At first a simple lodgement on the great breach was designed, and the volunteers and one brigade of the fifth division only were to be employed; but in a council held at night, the engineer Smith maintained that the orders were misunderstood, as no lodgement could be formed unless the high curtain was gained; General Oswald was of the same opinion; wherefore the remainder of the fifth division was brought to the trenches, and General Bradford, having offered the services of his Portuguese brigade, had a discretion to ford the Urumea from the Chofres and assail the farthest breach.

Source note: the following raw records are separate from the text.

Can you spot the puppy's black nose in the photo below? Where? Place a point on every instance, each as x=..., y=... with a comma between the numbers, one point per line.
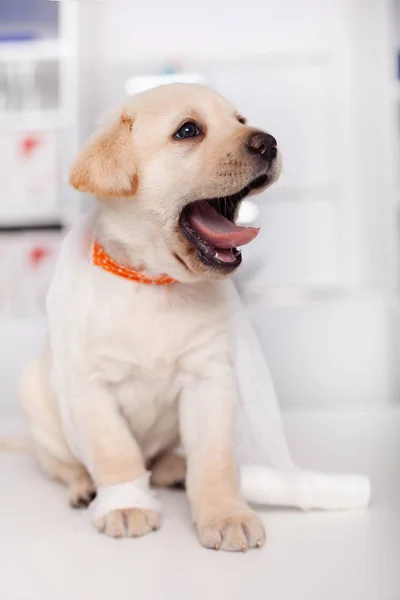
x=263, y=144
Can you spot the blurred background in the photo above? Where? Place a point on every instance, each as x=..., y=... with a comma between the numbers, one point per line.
x=322, y=280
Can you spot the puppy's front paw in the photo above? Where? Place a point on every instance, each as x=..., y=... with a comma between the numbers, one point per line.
x=237, y=532
x=130, y=522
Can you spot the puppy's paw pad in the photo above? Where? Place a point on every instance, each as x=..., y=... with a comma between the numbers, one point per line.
x=130, y=522
x=235, y=533
x=81, y=494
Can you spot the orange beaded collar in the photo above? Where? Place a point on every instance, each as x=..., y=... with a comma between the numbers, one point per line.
x=103, y=260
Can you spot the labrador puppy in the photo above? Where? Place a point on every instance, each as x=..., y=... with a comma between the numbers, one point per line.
x=145, y=368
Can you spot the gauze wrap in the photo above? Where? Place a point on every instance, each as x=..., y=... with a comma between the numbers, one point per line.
x=267, y=472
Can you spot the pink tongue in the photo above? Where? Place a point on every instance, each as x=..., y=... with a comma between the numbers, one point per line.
x=218, y=231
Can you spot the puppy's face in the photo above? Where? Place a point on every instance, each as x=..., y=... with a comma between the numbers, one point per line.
x=182, y=158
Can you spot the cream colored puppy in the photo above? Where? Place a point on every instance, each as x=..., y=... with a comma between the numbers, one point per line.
x=147, y=366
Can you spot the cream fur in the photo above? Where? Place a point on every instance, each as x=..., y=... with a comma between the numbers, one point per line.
x=142, y=366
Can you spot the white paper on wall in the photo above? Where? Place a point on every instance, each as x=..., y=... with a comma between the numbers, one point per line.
x=28, y=177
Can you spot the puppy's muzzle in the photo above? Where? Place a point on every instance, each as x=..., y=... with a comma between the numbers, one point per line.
x=263, y=145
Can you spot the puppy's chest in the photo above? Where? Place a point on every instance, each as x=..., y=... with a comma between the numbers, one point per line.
x=143, y=334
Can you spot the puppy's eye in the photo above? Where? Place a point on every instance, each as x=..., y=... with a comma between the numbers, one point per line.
x=187, y=130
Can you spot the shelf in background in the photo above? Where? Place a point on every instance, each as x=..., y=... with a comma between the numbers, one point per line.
x=38, y=120
x=31, y=222
x=34, y=50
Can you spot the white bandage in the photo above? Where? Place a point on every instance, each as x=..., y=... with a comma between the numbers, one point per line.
x=132, y=494
x=304, y=489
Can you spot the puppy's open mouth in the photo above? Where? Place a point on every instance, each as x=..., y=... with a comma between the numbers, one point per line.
x=209, y=226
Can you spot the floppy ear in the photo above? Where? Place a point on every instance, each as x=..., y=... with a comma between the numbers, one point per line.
x=106, y=167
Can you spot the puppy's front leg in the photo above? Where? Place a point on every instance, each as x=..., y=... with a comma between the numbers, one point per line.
x=113, y=457
x=222, y=518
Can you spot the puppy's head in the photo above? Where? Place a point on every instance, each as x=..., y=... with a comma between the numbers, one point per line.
x=178, y=160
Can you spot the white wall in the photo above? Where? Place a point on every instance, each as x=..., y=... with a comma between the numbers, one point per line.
x=308, y=70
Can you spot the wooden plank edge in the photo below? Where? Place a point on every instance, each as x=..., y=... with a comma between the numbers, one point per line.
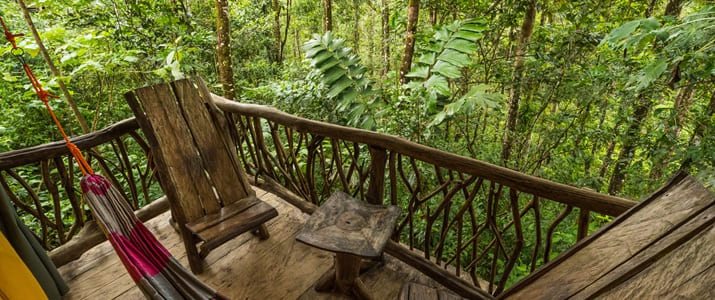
x=674, y=180
x=584, y=198
x=91, y=235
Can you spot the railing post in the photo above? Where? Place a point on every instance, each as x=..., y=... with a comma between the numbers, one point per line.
x=376, y=188
x=583, y=220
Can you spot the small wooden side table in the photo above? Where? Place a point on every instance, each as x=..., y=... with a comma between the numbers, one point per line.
x=353, y=230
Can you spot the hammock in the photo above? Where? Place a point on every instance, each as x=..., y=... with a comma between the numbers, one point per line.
x=154, y=270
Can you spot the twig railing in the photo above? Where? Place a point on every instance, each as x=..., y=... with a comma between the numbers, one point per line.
x=42, y=181
x=485, y=223
x=467, y=218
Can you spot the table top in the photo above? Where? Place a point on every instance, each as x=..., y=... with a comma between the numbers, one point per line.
x=345, y=225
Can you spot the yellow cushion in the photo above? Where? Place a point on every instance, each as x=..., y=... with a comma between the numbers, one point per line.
x=16, y=280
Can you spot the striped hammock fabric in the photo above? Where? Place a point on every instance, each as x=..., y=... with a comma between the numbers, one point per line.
x=154, y=270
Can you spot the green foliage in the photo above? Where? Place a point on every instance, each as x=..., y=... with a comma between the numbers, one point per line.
x=344, y=77
x=447, y=52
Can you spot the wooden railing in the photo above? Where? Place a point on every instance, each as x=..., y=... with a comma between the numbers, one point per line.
x=482, y=222
x=42, y=181
x=468, y=224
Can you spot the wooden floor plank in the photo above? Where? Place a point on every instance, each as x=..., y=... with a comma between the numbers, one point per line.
x=680, y=272
x=653, y=254
x=242, y=268
x=615, y=246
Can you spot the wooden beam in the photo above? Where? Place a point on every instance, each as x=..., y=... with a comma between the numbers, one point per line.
x=25, y=156
x=91, y=235
x=583, y=198
x=439, y=274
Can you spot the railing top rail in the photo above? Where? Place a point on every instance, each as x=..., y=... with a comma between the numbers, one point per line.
x=28, y=155
x=583, y=198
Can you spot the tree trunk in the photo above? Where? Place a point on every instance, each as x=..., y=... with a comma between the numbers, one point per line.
x=328, y=18
x=701, y=129
x=527, y=27
x=629, y=145
x=277, y=31
x=434, y=9
x=672, y=131
x=413, y=11
x=673, y=8
x=639, y=114
x=650, y=8
x=356, y=32
x=55, y=72
x=385, y=37
x=223, y=39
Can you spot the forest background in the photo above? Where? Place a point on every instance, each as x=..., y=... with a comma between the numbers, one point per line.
x=614, y=96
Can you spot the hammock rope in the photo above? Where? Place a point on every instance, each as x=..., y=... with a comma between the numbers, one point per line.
x=45, y=98
x=154, y=270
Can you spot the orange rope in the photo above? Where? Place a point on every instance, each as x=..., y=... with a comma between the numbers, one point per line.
x=44, y=97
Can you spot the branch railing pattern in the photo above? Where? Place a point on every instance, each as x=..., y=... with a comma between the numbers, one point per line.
x=42, y=181
x=483, y=223
x=481, y=228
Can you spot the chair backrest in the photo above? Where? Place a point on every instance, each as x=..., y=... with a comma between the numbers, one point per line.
x=198, y=166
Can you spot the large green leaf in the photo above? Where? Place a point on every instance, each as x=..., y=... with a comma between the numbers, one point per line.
x=462, y=45
x=455, y=57
x=447, y=69
x=339, y=86
x=439, y=84
x=418, y=72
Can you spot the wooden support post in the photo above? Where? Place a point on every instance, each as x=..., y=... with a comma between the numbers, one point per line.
x=583, y=220
x=376, y=188
x=347, y=270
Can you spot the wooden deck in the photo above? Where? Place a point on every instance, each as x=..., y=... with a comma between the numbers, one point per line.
x=661, y=249
x=243, y=268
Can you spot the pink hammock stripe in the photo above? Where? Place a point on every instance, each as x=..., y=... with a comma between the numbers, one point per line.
x=158, y=274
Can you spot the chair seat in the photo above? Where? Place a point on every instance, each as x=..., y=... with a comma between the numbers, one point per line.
x=230, y=221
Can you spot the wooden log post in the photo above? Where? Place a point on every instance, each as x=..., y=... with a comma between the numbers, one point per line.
x=583, y=220
x=376, y=187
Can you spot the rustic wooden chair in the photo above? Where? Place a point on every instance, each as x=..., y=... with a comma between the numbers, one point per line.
x=211, y=199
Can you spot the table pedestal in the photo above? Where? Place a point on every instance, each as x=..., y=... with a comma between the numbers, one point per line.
x=344, y=277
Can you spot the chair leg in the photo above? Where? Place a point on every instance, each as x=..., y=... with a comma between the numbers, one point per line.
x=262, y=232
x=195, y=261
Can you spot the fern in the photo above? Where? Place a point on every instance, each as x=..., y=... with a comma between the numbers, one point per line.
x=444, y=57
x=442, y=60
x=344, y=77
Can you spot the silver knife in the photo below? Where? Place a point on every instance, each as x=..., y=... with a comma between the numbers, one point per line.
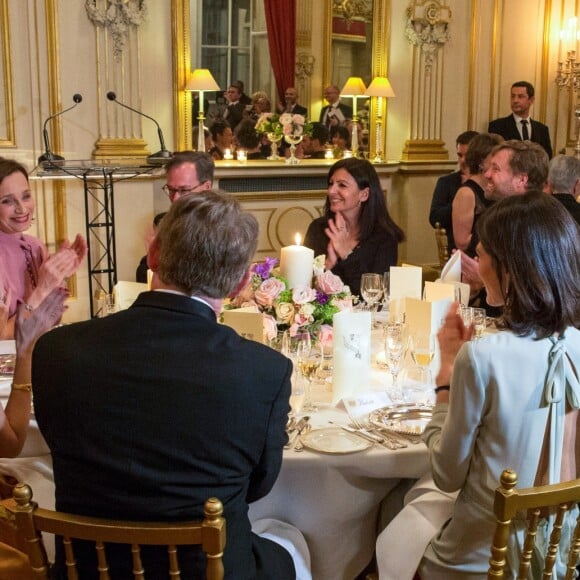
x=364, y=434
x=299, y=428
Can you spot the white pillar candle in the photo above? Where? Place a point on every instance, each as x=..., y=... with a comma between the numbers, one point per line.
x=296, y=264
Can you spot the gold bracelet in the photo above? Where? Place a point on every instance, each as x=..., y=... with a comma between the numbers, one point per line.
x=22, y=387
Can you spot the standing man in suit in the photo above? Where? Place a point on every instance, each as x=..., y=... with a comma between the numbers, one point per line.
x=150, y=411
x=335, y=113
x=235, y=108
x=290, y=105
x=447, y=186
x=519, y=125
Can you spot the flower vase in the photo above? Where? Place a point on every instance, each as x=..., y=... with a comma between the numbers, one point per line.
x=274, y=140
x=293, y=140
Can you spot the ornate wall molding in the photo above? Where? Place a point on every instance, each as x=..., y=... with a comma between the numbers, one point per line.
x=118, y=16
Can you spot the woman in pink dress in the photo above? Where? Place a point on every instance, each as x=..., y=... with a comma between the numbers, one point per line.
x=29, y=274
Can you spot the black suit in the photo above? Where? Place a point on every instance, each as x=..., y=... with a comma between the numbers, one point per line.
x=234, y=114
x=151, y=411
x=507, y=128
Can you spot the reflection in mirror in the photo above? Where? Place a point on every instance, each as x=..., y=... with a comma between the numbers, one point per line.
x=352, y=40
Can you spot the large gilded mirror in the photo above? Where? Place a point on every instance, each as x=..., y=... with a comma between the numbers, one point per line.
x=366, y=19
x=7, y=118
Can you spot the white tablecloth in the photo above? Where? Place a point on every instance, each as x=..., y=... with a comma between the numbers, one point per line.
x=335, y=500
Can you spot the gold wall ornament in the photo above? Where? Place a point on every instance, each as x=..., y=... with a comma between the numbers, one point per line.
x=428, y=27
x=118, y=17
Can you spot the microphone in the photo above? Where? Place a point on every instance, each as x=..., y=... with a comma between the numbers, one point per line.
x=161, y=156
x=48, y=154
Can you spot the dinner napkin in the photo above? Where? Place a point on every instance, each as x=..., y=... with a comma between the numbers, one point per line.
x=351, y=368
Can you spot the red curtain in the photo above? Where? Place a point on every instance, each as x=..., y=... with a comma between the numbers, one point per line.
x=281, y=24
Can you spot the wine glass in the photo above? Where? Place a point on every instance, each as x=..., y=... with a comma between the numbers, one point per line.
x=422, y=346
x=308, y=359
x=371, y=289
x=396, y=343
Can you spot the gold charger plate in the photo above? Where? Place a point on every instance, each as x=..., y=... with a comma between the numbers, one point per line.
x=405, y=419
x=335, y=441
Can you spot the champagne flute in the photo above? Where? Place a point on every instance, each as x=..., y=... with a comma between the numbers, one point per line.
x=422, y=345
x=479, y=322
x=396, y=343
x=308, y=359
x=371, y=289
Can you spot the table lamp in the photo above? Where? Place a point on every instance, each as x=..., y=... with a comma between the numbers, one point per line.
x=380, y=87
x=354, y=88
x=201, y=80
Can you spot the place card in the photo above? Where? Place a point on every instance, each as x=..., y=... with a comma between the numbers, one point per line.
x=126, y=293
x=246, y=322
x=362, y=405
x=351, y=365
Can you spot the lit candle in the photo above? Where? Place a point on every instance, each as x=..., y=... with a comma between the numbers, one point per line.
x=296, y=264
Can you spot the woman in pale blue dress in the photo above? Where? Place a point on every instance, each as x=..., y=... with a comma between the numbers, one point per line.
x=514, y=395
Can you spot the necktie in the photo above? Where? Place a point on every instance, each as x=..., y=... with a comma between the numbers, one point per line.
x=525, y=134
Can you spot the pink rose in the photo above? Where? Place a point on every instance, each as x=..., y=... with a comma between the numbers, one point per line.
x=269, y=291
x=270, y=328
x=303, y=294
x=329, y=283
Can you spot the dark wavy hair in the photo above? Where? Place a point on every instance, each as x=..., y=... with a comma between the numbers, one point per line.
x=533, y=239
x=374, y=213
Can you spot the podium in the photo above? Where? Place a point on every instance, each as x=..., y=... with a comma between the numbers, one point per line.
x=99, y=178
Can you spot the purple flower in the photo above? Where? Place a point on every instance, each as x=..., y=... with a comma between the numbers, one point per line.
x=321, y=297
x=263, y=270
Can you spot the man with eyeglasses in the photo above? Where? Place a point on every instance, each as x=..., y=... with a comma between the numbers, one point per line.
x=188, y=172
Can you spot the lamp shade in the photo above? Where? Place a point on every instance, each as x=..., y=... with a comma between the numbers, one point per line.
x=380, y=87
x=354, y=87
x=201, y=80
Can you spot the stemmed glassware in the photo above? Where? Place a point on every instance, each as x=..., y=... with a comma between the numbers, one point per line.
x=371, y=289
x=396, y=343
x=308, y=358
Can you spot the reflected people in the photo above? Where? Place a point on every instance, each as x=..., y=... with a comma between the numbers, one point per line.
x=356, y=232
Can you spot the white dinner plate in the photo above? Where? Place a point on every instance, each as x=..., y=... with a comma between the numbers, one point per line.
x=334, y=440
x=405, y=419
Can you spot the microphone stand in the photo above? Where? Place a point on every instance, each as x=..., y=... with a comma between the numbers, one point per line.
x=162, y=156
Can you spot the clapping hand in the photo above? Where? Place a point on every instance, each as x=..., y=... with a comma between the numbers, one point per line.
x=451, y=336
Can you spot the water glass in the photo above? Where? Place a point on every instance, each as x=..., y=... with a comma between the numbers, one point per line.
x=371, y=289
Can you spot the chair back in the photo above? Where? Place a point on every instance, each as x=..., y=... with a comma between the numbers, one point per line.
x=442, y=244
x=31, y=520
x=558, y=498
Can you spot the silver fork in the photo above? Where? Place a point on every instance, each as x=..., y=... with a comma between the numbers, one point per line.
x=389, y=442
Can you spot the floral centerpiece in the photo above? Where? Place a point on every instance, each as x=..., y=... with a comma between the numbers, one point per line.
x=301, y=309
x=282, y=125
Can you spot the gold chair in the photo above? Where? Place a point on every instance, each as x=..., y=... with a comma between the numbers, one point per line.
x=32, y=520
x=442, y=244
x=561, y=497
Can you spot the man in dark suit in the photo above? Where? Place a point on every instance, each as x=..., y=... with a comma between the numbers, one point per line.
x=235, y=108
x=447, y=186
x=290, y=105
x=335, y=113
x=152, y=410
x=519, y=125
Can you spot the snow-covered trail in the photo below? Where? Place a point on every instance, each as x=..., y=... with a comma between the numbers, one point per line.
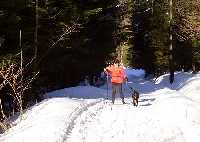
x=105, y=122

General Leith, commanding the fifth division, directed the attack from the isthmus, and being offended at the arrival of the volunteers would not suffer them to lead the assault; some he spread along the trenches to keep down the fire of the horn-work, the remainder he kept in reserve with Hay’s British and Sprye’s Portuguese brigades. Robinson’s brigade was to assault in two columns, one at the old breach between the towers, the other at St. John and the end of the high curtain. The small breach was left for Bradford, and some large boats filled with troops were to menace the back of Monte Orgullo from the ocean: Graham overlooked all the operations from the Chofres.